Pero ni la Escritura ni el Catecismo nos permitirán hacer eso. Y, al final, hermanos y hermanas eso es algo bueno. Es algo bueno por las siguientes razones:
En primer lugar, nos mantiene en contacto con la realidad. Claro, podemos tratar de vivir nuestras vidas en una burbuja de fantasía, diciéndonos a nosotros mismos que lo estamos haciendo bien, pero tarde o temprano la realidad puntiaguda de nuestros pecados perforará la fantasía de nuestra falsa piedad. Entonces, es mejor que nosotros lleguemos a familiarizarnos con la realidad ahora mismo.

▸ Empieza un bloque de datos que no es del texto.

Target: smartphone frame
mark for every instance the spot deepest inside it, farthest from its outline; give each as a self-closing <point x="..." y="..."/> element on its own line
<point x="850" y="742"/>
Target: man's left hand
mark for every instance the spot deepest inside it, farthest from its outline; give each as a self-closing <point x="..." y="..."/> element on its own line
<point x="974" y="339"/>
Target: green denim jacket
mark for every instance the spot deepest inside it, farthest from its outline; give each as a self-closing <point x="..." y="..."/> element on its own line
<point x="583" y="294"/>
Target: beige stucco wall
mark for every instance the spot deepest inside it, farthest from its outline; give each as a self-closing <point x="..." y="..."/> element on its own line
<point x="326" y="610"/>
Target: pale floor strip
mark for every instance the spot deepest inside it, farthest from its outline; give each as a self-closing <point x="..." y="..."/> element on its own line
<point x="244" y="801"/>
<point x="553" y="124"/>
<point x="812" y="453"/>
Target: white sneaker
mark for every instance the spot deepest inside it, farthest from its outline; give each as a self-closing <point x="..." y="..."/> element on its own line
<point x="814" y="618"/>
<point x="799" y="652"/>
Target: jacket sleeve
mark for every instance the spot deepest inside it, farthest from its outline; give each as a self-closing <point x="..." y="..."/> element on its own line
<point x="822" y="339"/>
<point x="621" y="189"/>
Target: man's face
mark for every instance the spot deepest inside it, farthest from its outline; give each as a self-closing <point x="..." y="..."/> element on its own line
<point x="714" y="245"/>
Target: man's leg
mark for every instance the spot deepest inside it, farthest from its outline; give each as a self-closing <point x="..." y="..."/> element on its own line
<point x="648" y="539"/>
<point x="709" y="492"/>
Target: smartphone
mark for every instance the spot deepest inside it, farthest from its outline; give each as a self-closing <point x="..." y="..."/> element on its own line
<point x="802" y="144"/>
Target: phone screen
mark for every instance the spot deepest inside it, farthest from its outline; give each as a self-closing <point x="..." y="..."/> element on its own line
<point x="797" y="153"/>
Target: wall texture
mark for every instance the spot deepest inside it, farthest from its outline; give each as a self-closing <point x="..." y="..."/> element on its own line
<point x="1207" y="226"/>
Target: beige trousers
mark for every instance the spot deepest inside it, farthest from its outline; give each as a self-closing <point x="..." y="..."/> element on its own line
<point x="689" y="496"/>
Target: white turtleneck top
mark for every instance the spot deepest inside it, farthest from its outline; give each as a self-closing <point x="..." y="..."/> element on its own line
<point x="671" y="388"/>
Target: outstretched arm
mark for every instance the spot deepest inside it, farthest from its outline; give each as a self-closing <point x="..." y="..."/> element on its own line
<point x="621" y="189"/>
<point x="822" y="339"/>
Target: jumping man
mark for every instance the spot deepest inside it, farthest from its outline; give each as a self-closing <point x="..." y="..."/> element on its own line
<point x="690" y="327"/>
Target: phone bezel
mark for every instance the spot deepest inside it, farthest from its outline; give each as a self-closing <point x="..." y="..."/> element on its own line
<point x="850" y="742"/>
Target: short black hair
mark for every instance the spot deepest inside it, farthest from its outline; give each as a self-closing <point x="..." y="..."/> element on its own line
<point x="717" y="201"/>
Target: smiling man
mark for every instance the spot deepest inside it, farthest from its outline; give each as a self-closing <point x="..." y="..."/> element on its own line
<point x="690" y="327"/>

En segundo lugar, conocer cuán grandes son nuestros pecados nos mantiene humildes. El orgullo (altivez) va antes de la caída, dice Salomón. Pero también dice: “Dios da gracia a los humildes”. Así que, si el número de nuestros pecados nos humilla, eso solo puede ser para nuestro beneficio.
En tercer lugar, si nos sentimos humillados porque espiritualmente somos muy débiles, entonces también seremos más compasivos con otras personas. Es fácil impacientarse con las imperfecciones de otras personas, pero si te das cuenta de lo corrupto que eres tú mismo, entonces también puedes ser más empático y paciente con los demás.
Y finalmente, mientras más consciente seamos de la enorme carga de la deuda de nuestras fechorías, tendremos más hambre y sed de la perfecta satisfacción y justicia de Jesucristo. Y también te quedas cada vez más asombrado de que a pesar de toda la suciedad de nuestras iniquidades, Dios todavía decidió enviar a su Hijo a este mundo para morir por los pecadores.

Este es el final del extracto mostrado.